Thursday, July 26, 2007

Coffee and oranges in a sunny chair

It was 1964-65, my first year of full-time teaching, when Peter Lucchesi, a colleague from the English Department, introduced me to Wallace Stevens' Sunday Morning. It was the beginning of a decade-long apprenticeship to Stevens' smart but difficult poetry -- and an intellectual awakening.

Sunday Morning sets out our longing for immortality ("imperishable bliss"), and opposes it with the ephemeral beauty of this world ("comforts of the sun...pungent fruit and bright green wings"). Death is the mother of beauty, writes Stevens, and opts at last to live for what is given, tangible, perceptible, real.

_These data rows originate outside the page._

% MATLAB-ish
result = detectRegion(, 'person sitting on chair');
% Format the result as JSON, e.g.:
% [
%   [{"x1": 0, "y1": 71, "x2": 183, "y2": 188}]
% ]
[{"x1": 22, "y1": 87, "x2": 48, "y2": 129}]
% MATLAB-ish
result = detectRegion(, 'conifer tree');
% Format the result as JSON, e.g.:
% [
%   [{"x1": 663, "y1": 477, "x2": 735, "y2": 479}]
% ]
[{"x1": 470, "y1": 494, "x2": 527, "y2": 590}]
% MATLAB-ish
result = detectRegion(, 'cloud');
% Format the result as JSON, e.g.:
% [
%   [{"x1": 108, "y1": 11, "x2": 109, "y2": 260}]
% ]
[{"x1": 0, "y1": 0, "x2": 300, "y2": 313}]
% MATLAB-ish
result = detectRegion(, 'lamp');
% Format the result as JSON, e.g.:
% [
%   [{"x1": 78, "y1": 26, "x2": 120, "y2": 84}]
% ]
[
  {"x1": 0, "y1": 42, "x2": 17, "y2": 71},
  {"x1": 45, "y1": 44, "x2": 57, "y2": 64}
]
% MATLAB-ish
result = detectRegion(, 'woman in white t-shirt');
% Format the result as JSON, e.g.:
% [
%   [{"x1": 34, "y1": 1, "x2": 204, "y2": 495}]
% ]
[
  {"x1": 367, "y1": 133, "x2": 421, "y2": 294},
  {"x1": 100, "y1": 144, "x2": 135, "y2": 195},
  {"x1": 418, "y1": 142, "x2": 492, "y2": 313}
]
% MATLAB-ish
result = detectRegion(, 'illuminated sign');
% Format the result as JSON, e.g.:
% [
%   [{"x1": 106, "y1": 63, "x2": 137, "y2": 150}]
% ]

It was from that moment, I believe, that I put hope of heaven behind me and chose to live as fully as possible in the here and now. No more the grim forebodings of eternal punishment. No more the culture of indulgences and sin and Acts of Contrition and foregoing innocent sensual pleasures in favor of storing up points to be cashed in at the Pearly Gates. I would live as best I could honestly and well, cultivating love and beauty wherever I could find it. As I write this bright morning, I have my coffee at my right hand and the silver Atlantic out the window to my left. It is enough.

I was reminded of Stevens' poem as I read last evening some verses of the poet Ghalib, at the Mughal court of Delhi, India, in the mid-19th century, quoted in William Dalrymple's The Last Mughal. "In Paradise it is true that I shall drink at dawn the pure wine mentioned in the Koran," he writes:
...but where in Paradise are the long walks with intoxicated friends in the night, or the drunken crowds shouting merrily? Where shall I find there the intoxication of monsoon clouds? Where there is no Autumn how can Spring exist? If the beautiful houris are always there, where will be the sadness of separation and the joy of union? Where shall we find there a girl who flees away when we would kiss her?
Where indeed? Not for me that place of earnest imaginings -- the Beatific Vision, the ripe fruit that never falls. It is death -- final, expected and unambiguously real -- that makes the willow shiver in the sun and stirs the undulations of pigeons as they sink downward to darkness on extended wings.